The Swann-Daingerfield House, Alexandria, VA

The Swann-Daingerfield House, Alexandria, VA. 1802/1833-99
Photo: Wikimedia.

Photo: Wikimedia.
The Swann-Daingerfield house is the third house I am exploring in Alexandria. The house has gone through many interesting changes over the years. It was built in 1802 as a Federal style house by Thomas Swann. In 1833, it was purchased by Henry Daingerfield, who proceeded to remodel the house to suit changing fashions until it was purchased in 1899 by a Catholic School. The house is currently a private home after a stint as student housing for medical students. Although it has a shallow mansard roof, like the Kellogg house, it was probably remodeled as an Italianate before it recieved any Second Empire notions. One way to tell whether a cornice was designed for a mansard roof is to look at its depth. A very deep overhanging cornice is more characteristic of Italianate design that a mansard has been added to; a shallower cornice was probably added at the same time as a mansard. This cornice is certainly too wide for it to have been added with the mansard. Daingerfield owned the house from 1833 to 1899, a long span in which he probably made changes to suit prevailing tastes and to allow him extra space. The house is beautifully detailed. It follows the five-bay plan and is faced with brick that has been painted a bluish green.

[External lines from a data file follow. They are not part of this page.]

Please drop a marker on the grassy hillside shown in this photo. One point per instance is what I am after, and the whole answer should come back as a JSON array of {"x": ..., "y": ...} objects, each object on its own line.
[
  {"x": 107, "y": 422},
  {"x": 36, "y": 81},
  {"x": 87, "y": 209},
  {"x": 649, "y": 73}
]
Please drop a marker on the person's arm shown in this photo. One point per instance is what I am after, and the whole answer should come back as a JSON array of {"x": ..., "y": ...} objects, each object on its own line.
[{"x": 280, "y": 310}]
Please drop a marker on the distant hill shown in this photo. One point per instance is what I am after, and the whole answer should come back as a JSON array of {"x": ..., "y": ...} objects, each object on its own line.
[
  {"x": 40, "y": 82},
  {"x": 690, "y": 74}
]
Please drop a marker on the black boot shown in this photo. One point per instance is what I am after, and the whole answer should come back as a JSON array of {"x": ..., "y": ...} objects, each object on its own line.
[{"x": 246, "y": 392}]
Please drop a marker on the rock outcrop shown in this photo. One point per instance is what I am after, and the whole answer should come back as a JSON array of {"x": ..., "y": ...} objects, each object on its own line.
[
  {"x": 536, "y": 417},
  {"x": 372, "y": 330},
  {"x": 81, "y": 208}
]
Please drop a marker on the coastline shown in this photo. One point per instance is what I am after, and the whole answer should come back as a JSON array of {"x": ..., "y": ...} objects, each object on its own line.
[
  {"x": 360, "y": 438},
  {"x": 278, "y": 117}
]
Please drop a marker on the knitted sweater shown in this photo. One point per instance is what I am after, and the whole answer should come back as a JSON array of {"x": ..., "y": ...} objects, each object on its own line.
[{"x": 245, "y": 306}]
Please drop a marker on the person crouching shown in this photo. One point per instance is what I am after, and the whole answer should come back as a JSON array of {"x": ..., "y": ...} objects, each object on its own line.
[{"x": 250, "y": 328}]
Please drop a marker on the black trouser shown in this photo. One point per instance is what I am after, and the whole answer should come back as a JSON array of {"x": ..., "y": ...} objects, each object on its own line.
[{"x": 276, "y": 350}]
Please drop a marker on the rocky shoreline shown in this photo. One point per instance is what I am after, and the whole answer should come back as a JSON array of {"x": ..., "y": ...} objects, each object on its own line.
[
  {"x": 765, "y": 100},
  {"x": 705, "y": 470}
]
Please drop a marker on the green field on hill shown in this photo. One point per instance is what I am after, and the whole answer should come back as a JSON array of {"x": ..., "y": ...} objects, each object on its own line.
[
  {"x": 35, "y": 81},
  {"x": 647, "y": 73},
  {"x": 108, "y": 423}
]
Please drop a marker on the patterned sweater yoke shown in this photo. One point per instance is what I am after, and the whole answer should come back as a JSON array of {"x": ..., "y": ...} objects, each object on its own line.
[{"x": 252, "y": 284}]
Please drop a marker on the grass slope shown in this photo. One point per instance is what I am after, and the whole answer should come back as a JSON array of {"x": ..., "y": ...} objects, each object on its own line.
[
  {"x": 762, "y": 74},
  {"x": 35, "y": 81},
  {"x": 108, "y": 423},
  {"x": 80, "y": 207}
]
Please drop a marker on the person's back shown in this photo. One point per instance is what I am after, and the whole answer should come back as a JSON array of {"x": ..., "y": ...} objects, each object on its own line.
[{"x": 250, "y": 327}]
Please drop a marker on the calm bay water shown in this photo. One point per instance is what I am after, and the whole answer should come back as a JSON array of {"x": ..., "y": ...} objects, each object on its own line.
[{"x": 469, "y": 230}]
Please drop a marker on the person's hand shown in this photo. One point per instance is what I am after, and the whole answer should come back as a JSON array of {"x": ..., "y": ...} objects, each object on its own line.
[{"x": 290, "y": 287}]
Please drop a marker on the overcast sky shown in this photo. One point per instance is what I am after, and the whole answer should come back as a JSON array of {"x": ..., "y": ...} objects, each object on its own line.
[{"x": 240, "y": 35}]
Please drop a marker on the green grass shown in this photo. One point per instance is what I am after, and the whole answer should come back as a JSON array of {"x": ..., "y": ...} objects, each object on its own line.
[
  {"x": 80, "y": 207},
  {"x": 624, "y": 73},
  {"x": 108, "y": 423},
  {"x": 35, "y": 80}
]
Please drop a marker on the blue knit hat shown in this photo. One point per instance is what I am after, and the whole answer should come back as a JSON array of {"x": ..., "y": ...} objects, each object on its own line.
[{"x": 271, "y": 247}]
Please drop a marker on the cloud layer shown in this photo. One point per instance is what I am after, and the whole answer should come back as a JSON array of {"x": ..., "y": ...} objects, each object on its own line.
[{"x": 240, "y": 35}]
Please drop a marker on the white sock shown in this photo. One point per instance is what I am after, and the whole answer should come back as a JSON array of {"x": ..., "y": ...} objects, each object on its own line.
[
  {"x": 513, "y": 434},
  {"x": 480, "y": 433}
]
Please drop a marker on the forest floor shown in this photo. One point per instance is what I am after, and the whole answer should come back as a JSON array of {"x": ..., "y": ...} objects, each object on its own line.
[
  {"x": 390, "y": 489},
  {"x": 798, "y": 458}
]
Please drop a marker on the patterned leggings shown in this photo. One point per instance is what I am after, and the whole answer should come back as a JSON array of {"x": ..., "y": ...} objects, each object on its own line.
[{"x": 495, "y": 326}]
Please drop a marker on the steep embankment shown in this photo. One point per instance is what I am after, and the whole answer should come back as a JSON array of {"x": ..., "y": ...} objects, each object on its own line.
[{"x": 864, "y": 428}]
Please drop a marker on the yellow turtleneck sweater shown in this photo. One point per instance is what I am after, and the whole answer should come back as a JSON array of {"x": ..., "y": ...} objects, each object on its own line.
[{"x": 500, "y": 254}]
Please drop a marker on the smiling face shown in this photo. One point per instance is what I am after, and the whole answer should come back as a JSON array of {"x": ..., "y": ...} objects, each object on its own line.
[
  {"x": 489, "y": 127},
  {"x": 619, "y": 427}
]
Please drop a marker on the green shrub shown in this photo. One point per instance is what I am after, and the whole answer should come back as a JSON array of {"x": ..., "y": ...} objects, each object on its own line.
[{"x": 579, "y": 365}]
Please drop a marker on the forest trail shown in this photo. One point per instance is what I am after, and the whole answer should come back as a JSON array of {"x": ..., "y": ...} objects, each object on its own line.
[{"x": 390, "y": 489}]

The cornice is of particular interest. Although the brackets, horizontal moldings, and dentils are common enough, the architrave molding, instead of being broken by the brackets into horizontal segments, curves sinuously around them, creating an interesting, almost Spanish Baroque, pattern. The window surrounds are also a treat. They are jigsawed so that their rectangular shape is enlivened by suggestions of brackets and ears; they are topped with a dentiled cornice, which is curved on the central window. These seem to be characteristic of Alexandria; another house nearby also has similar cut-out window surrounds. The porch is interestingly designed on this house. Instead of just surrounding the central door, it covers the central three bays. Additionally, the posts are spaced and the stairs are built so that there are wider openings in front of the windows flanking the door where one walks up the steps. The central section is divided into two smaller bays without stairs. This diffusion of the porch ascent from the center to the sides can be seen in some fancier examples of Italianate, and it seems to me this suggests grandeur. The design of the porch is simple, consisting of arches and panels in the spandrels with carved cartouches serving as the keystone; the porch looks similar to that on the Marshall house. Although I am not sure about when the stylistic changes were made, I would guess they occurred sometime in the 1860s. I believe this partly because of the elaborate nature of the forms, which are, however, not as complex as one might expect from an 1870s remodel. The roundness of the porch arches also is a more 1850s/60s design; in the 1870s segmental arches and filleted rectangles were more popular.